Each table maintains a Watermark that records the last-seen (updated_at timestamp, primary_key_values) pair. Because multiple rows can share the same updated_at value (e.g. a bulk import), a plain updated_at > watermark predicate would skip rows whose timestamp equals the watermark. Instead, the consumer uses a compound predicate:

WHERE updated_at > $ts
   OR (updated_at = $ts AND (pk1, pk2, ...) > ($pk1, $pk2, ...))
ORDER BY updated_at ASC, pk1 ASC, pk2 ASC, ...

This guarantees that every row is delivered exactly once regardless of timestamp ties, and that composite primary keys (e.g. (tenant_id, order_id)) are handled correctly.

Watermarks can be persisted across restarts via the WatermarkStore trait. The default NullWatermarkStore is in-memory only. When the rocksdb-watermark feature is enabled, [RocksDbWatermarkStore] provides durable persistence so the consumer resumes exactly where it left off.

§INSERT vs UPDATE heuristic

Because timestamp polling does not expose the old row image, the consumer cannot observe whether a row was newly created or updated. It uses a simple heuristic: if created_at == updated_at, the event is classified as rhei_core::CdcOperation::Insert; otherwise it is rhei_core::CdcOperation::Update.

§Soft-delete detection

Hard deletes (rows that vanish from the source) are invisible to a polling strategy. The DeleteDetection enum offers two opt-in workarounds:

  • DeleteDetection::SoftDelete — the source marks deleted rows with a non-NULL deleted_at column; the consumer issues a second query for those rows.
  • DeleteDetection::FullDiff — periodic full-table comparison (not yet implemented; logs a warning when configured).

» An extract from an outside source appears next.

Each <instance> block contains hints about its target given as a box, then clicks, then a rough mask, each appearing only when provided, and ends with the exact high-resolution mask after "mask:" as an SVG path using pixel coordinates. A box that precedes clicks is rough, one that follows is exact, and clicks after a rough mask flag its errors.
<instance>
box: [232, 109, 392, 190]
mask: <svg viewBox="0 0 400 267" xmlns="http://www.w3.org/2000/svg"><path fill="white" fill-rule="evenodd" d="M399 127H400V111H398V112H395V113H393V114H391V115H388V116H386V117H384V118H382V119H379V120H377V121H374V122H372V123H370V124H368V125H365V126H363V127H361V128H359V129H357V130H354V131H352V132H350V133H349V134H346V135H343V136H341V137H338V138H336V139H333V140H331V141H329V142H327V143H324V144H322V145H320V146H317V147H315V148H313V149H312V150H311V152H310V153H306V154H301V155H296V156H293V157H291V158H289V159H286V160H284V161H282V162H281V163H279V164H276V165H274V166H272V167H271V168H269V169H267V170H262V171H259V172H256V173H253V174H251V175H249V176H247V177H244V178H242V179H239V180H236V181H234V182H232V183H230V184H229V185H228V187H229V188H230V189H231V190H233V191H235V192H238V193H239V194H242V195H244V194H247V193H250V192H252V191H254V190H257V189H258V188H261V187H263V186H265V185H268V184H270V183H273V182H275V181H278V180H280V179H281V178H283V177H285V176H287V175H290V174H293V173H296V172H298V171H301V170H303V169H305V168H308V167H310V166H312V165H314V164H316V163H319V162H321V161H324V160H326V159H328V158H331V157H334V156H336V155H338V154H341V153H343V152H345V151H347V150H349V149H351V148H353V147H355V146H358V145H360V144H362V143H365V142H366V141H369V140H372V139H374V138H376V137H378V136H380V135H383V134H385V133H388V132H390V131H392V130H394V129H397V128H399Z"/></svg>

§Plugging in a SourceConnector

The SourceConnector trait abstracts over the synchronous connector_arrow query API. Built-in implementations are provided for SQLite (feature sqlite) and PostgreSQL (feature postgres). Custom backends can be added by implementing SourceConnector for any type that is Send + 'static.

§Wiring up a sidecar consumer

use rhei_sidecar::{
    TimestampCdcConsumer, TimestampCdcConfig, TimestampTableConfig, DeleteDetection,
};

// 1. Open a connection to the external database (SQLite shown here).
let raw = connector_arrow::rusqlite::rusqlite::Connection::open("/path/to/external.db")
    .expect("open external db");
let conn = connector_arrow::rusqlite::SQLiteConnection::new(raw);

// 2. Describe the tables to follow.
let config = TimestampCdcConfig {
    tables: vec![TimestampTableConfig {
        table_name: "orders".into(),
        created_at_column: "created_at".into(),
        updated_at_column: "updated_at".into(),
        primary_key: vec!["id".into()],
        columns: vec![], // SELECT *
    }],
    poll_batch_size: 500,
    delete_detection: DeleteDetection::SoftDelete {
        column: "deleted_at".into(),
    },
};

// 3. Build the consumer (in-memory watermarks; use with_watermark_store for persistence).
let consumer = TimestampCdcConsumer::new(conn, config);
// Pass `consumer` to CdcSyncEngine as the CdcConsumer implementation.

Re-exports§

pub use config::DeleteDetection;
pub use config::TimestampCdcConfig;
pub use config::TimestampTableConfig;
pub use error::SidecarError;
pub use source::SourceConnector;
pub use timestamp_consumer::TimestampCdcConsumer;

Modules§

config
Configuration types for the crate::TimestampCdcConsumer.
error
Error types for the rhei-sidecar crate.
source
The SourceConnector trait and its built-in implementations.
timestamp_consumer
The TimestampCdcConsumer — poll-based CDC consumer generic over crate::SourceConnector.

Structs§

NullWatermarkStore
No-op watermark store — provides backward-compatible in-memory-only behavior.
Watermark
Internal watermark state for timestamp-based polling.

Traits§

WatermarkStore
Persistence backend for sidecar watermarks.